Je repars de Bordes suite à ¾ d’heure de pause. C’est alors que je décide de rattraper mon retard. Ce sera une grosse erreur. Car à Inclès (85ème km), j’arrive vider. J’ai la nausée des sueurs froides. Je profite de cet arrêt pour changer de chaussures. Laurent m’équipe en vêtements chauds et lampe frontale car la mienne donne des signes de faiblesse suite à une chute. Puis il me brief sur la suite de la course.
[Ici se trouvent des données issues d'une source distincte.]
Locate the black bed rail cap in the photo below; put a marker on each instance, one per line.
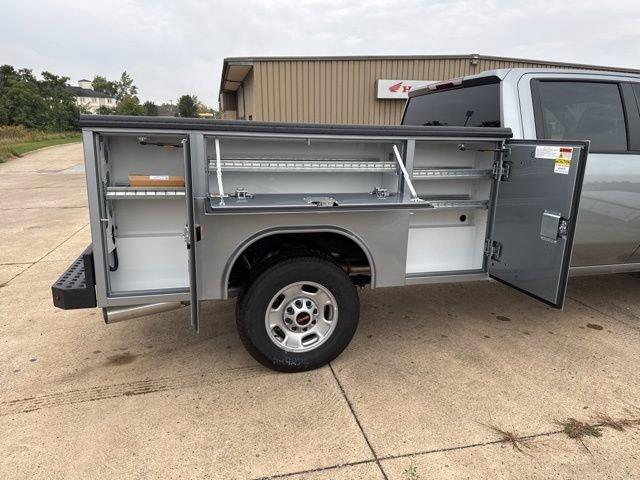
(98, 122)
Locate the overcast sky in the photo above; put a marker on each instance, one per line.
(173, 48)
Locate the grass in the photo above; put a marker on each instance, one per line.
(518, 442)
(15, 141)
(578, 430)
(411, 472)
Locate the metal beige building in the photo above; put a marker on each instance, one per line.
(361, 90)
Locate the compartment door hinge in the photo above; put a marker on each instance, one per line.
(501, 169)
(492, 249)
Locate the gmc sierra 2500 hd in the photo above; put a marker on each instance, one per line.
(290, 218)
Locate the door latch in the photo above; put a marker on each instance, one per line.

Comme l’avait annoncé Laurent, les ascensions des derniers cols seront traumatisantes autant physiquement que moralement car ça ne s’arrête jamais. Tu penses avoir fini avec une montagne que tu en a une autre qui t’attends au sommet de celle-ci.

Com de Jan est un petit refuge de berger d’une dizaine de mètres carrés où la chaleur du feu de bois contraste avec le froid extérieur. Je ne m’y attarde pas trop longtemps car je sais qu’il me reste un dernier col à gravir avant de basculer vers une descente de 18 kms vers Ordino, l’arrivée.
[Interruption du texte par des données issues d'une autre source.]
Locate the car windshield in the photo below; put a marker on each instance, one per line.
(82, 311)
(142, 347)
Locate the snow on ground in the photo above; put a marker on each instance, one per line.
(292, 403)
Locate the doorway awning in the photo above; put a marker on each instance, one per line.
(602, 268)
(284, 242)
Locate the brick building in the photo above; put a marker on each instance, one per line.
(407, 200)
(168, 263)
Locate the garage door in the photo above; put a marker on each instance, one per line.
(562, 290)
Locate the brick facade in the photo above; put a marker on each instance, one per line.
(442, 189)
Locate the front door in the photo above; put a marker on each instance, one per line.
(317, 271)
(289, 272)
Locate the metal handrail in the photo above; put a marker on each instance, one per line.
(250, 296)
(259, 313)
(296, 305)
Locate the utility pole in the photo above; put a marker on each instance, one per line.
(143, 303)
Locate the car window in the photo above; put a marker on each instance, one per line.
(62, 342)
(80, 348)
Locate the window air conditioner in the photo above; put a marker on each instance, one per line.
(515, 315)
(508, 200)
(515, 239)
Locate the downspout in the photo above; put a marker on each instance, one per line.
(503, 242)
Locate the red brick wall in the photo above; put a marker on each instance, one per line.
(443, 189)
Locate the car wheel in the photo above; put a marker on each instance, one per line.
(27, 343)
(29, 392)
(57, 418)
Je sais que mon rythme baisse, afin de garder une certaine vitesse de marche, je m’accroche à un groupe de 3 personnes que je tiens à vue le long de cette dernière ascension. Arrivé en haut du dernier col, je suis dans un état d’épuisement tel que je vomis le ravito pris précédemment. Je récupère et j’entame la descente. Je ne vois plus de frontales que ce soit devant ou derrière moi. Il doit être 1h ou 1h30, c’est là que me viennent mes premières hallucinations (je confonds des marmottes avec des pierres ou même je crois voir une présence humaine alors qu’il s’agit d’un arbuste).

Du coup, je reprends mes esprits et réduits l’allure malgré qu’elle soit faible. D’autant plus que mes piles de frontales sont à plats. Heureusement au refuge de Sorteny, Laurent m’attend et il m’indique qu’Isabelle a une frontales avec des piles chargées, 2kms après ce dernier ravito.
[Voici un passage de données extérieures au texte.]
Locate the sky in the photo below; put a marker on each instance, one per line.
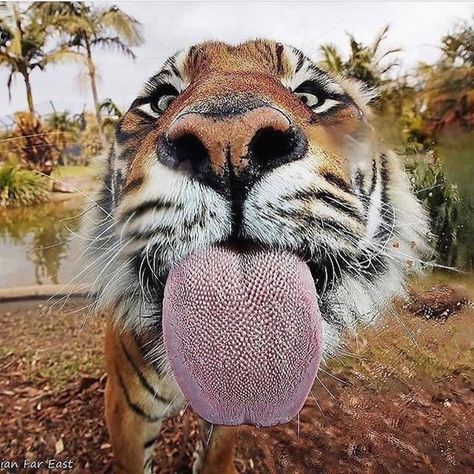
(416, 27)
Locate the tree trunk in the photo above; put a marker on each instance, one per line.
(92, 77)
(29, 94)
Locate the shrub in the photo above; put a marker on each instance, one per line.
(20, 187)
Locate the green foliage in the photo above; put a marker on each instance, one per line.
(441, 199)
(20, 187)
(35, 145)
(24, 45)
(111, 118)
(366, 63)
(66, 128)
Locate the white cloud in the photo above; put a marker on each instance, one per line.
(169, 26)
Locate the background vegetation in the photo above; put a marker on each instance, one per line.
(426, 114)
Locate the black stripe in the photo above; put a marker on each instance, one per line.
(134, 407)
(279, 53)
(387, 212)
(331, 200)
(374, 177)
(337, 181)
(149, 205)
(311, 219)
(150, 442)
(144, 382)
(175, 69)
(133, 184)
(148, 463)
La vue d’Isabelle me fait du bien surtout qu’elle m’apprend que les filles seront à l’arrivée pour m’accueillir.

A ce moment, il me reste environ 10kms, je m’accroche au peu de force qu’il me reste pour retrouver ma tribu. Que ce sera dur d’en finir. Les jambes n’en parlons pas mais j’ai le bid complètement détraqués.

Enfin Ordino, et le camping où nous logeons, un lieu familier. Là, c’est dans la poche, 2 petits kilomètres, j’aperçois Laurent qui me fait signe et s’en va prévenir les filles de mon arrivée. Que du bonheur de finir ce périple et de passer la ligne d’arrivée avec les siens. Un grand merci à Isabelle pour son soutien pendant la course et pendant la prépa de ce trail. Ainsi qu’à mes filles : Solène, Pauline, Romane et Lya pour leurs différentes marques d’affections à mon égard. Un petit mot aussi pour Laurent Drouin qui malgré son échec lors de la Ronda m’a soutenu de la Margineda jusqu’à mon arrivée à plus de 4h du matin et aussi pour avoir aidé Isabelle pour me suivre aux différents points de ravito.

Une course très dure où mes limites ont été une fois de plus repoussées.